The Joplin Globe, Aug. 1

Fund health care centers to preserve access

Congress should renew funding for at least five years for the program that supports federally qualified health centers to ensure stability and preserve access to health care for those who rely on these sliding fee health care providers.

Recently, U.S. Sen. Roy Blunt, R-Mo., an advocate of the health care centers, toured a $1.4 million expansion of Access Family Care's Joplin clinic, one of the centers that relies on the funding for its operation. Blunt called attention to the need for funding as well as his effort to expand the National Health Service Corps funding — the program that awards scholarships and loan repayment to primary care providers such as doctors and dentists who agree to work at federally qualified centers — with $15 million of proposed increased funding.

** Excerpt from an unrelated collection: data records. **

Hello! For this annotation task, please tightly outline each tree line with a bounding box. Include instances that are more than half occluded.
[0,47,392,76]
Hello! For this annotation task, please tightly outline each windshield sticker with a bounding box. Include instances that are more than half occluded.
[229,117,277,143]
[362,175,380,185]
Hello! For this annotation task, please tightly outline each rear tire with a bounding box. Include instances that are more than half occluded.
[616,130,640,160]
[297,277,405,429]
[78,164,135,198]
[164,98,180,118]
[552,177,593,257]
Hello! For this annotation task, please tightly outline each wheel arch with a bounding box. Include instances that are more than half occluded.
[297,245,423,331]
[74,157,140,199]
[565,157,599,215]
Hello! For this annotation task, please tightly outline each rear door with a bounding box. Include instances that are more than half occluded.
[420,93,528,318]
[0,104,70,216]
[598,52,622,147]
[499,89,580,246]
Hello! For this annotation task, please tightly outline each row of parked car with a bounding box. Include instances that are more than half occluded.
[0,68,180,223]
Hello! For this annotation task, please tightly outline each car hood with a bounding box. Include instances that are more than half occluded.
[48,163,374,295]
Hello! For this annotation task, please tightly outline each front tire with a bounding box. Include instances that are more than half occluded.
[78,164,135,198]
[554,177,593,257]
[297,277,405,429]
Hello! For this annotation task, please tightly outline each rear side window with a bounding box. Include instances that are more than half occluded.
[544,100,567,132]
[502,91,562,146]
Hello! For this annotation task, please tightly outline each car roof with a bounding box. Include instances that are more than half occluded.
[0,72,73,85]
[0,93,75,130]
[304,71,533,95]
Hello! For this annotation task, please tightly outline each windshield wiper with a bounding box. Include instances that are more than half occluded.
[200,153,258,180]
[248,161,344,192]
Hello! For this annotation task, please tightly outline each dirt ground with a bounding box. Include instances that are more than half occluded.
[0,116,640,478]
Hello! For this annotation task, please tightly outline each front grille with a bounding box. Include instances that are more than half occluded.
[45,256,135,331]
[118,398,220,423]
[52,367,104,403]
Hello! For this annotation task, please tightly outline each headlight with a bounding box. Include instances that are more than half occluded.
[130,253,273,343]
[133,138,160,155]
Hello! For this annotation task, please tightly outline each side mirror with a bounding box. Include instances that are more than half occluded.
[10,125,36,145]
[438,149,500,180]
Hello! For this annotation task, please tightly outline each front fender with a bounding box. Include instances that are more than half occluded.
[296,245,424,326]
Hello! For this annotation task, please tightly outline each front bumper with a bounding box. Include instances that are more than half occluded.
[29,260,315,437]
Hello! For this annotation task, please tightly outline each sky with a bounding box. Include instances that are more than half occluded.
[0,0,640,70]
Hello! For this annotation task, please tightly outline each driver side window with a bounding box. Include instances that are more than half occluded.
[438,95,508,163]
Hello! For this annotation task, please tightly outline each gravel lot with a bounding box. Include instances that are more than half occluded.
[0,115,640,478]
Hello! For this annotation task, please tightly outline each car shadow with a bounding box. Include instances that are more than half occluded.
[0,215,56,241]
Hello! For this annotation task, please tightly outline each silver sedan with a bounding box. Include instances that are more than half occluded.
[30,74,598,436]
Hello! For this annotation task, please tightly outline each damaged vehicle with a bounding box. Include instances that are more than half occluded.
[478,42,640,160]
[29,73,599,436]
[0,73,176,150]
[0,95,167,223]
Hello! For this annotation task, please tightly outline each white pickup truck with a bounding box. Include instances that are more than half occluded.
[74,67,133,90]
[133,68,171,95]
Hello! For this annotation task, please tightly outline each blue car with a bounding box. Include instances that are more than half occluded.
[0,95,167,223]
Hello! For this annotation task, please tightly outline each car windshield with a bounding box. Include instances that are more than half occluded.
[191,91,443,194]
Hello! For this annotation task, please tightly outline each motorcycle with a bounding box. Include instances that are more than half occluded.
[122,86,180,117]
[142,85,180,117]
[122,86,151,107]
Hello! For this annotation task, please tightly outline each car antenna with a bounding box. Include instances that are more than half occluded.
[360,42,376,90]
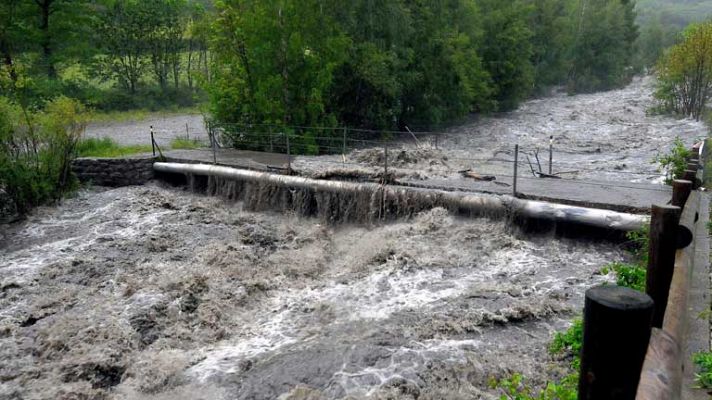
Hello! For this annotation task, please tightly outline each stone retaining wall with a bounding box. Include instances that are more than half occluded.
[72,156,156,187]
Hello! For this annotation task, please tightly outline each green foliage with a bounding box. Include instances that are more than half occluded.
[77,138,151,158]
[491,374,578,400]
[529,0,575,91]
[0,97,89,213]
[601,227,650,292]
[569,0,638,92]
[693,352,712,389]
[171,138,204,150]
[603,263,647,292]
[654,137,690,185]
[549,318,583,356]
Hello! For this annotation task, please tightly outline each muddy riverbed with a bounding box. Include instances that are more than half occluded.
[0,185,626,399]
[295,77,707,184]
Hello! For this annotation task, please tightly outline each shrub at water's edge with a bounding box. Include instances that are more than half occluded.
[0,96,89,219]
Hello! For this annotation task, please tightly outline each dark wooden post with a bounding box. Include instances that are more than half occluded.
[672,179,692,208]
[578,285,653,400]
[645,205,681,328]
[682,169,697,182]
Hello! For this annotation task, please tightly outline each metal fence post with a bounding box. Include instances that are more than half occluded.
[341,128,348,160]
[210,124,218,165]
[285,133,292,175]
[267,126,274,153]
[549,136,554,175]
[512,144,519,197]
[672,179,692,209]
[383,144,388,183]
[151,125,156,157]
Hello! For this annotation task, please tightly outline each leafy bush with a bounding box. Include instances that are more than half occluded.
[491,374,578,400]
[693,351,712,389]
[655,137,690,185]
[602,263,647,292]
[0,96,89,213]
[549,318,583,357]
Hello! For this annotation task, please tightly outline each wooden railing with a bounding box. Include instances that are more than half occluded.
[578,145,706,400]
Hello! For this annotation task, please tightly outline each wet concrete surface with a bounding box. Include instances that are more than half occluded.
[682,193,711,400]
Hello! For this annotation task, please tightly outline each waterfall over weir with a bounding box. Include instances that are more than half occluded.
[154,163,647,232]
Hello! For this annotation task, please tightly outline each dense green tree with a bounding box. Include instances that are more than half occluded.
[656,22,712,120]
[211,0,349,126]
[139,0,189,89]
[98,0,151,93]
[529,0,575,90]
[569,0,638,92]
[479,0,534,110]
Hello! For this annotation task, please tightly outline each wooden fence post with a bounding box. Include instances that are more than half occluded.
[672,179,692,209]
[151,125,156,157]
[578,285,653,400]
[645,205,681,328]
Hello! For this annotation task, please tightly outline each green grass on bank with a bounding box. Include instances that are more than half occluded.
[91,105,203,124]
[490,229,652,400]
[77,137,204,158]
[77,138,151,158]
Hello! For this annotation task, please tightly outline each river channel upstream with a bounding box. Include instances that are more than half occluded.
[0,79,704,400]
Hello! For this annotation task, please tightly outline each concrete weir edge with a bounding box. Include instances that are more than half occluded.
[153,162,649,232]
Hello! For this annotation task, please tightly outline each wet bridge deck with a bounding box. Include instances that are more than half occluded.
[164,149,672,213]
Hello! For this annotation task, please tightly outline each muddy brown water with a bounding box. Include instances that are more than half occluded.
[294,77,707,185]
[0,185,626,399]
[0,78,704,399]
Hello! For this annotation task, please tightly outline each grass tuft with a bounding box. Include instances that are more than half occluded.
[171,138,203,150]
[693,351,712,389]
[77,138,151,158]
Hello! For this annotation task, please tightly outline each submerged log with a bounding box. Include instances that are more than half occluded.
[154,162,648,231]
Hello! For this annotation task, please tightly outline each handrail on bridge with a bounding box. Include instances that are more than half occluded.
[578,147,706,400]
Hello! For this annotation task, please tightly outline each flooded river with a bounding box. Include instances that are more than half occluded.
[295,77,707,184]
[0,79,704,400]
[0,186,625,399]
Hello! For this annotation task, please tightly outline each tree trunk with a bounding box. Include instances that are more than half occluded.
[0,41,17,82]
[35,0,57,79]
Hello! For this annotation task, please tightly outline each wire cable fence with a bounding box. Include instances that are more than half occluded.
[152,123,669,196]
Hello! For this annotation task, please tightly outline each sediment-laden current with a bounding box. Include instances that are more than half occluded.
[0,185,625,399]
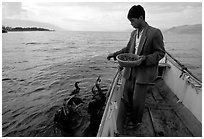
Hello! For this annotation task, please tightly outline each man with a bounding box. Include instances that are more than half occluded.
[107,5,165,126]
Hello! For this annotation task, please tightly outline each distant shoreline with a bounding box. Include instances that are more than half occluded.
[2,26,55,33]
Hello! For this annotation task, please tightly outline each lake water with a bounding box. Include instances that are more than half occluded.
[2,32,202,137]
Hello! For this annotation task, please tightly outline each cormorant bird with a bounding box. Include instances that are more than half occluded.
[91,76,102,95]
[70,82,80,95]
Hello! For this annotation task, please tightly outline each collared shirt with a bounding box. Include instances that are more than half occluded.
[135,29,144,54]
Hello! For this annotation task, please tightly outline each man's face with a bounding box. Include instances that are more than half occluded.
[129,18,142,28]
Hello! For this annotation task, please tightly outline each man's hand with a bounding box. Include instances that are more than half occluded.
[138,55,146,65]
[139,55,146,61]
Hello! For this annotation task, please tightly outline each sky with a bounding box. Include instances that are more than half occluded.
[2,1,202,31]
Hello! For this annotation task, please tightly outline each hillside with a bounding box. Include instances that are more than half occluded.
[164,24,202,34]
[2,19,64,31]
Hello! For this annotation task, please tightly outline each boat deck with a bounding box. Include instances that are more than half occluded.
[116,79,202,137]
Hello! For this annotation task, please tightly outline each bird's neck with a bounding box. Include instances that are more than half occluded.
[75,84,80,89]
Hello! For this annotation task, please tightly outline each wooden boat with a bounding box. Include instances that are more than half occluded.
[97,53,202,137]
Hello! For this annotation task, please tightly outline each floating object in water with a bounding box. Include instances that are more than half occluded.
[54,95,84,136]
[71,82,80,95]
[88,76,106,136]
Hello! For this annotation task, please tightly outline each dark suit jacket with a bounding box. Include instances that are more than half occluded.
[114,23,165,84]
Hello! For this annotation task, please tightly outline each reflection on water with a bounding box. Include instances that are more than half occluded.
[2,32,202,136]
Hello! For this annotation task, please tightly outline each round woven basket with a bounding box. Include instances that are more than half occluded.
[116,53,141,67]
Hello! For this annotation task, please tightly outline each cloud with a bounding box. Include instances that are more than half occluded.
[3,2,202,30]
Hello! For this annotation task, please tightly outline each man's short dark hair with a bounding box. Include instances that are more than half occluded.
[127,5,145,20]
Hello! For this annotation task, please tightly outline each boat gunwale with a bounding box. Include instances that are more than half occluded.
[165,51,202,87]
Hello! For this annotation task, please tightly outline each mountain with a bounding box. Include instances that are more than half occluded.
[2,19,64,31]
[164,24,202,34]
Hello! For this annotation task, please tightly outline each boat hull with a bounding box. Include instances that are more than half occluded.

Federally qualified health centers are a critical part of the health care safety net in the United States. They receive funds from the Health Resources and Services Administration Health Center Program to provide primary care services in underserved areas. They particularly help care for veterans, the homeless, those in public housing and public schools as well as others.

More than 27 million people rely on these health centers for affordable, accessible primary health care. That includes one in nine children nationwide, one in three people living in poverty, one in five people in rural communities and more.

Blunt — a founding member and co-chairman of the U.S. Senate Community Health Centers Caucus — said it is important for people to understand the role of federally qualified health centers in providing people access to medical care.

"I am a big advocate, and I think most of the health care community over the past couple of decades has also become a big advocate for the role these centers play and the ability of everyone who comes through the door to find a way they can get treated," Blunt said.

The two programs make sure medical, dental and mental health care are available regardless of insurance status and based on your ability to pay. They play a vital role in making sure care is available in rural areas and help ensure vulnerable people don't fall through the cracks. They also save the overall health care system an estimated $24 billion.

These two programs provide an important safety net, a good return on the investment and are well worth supporting. Congress should provide the funding.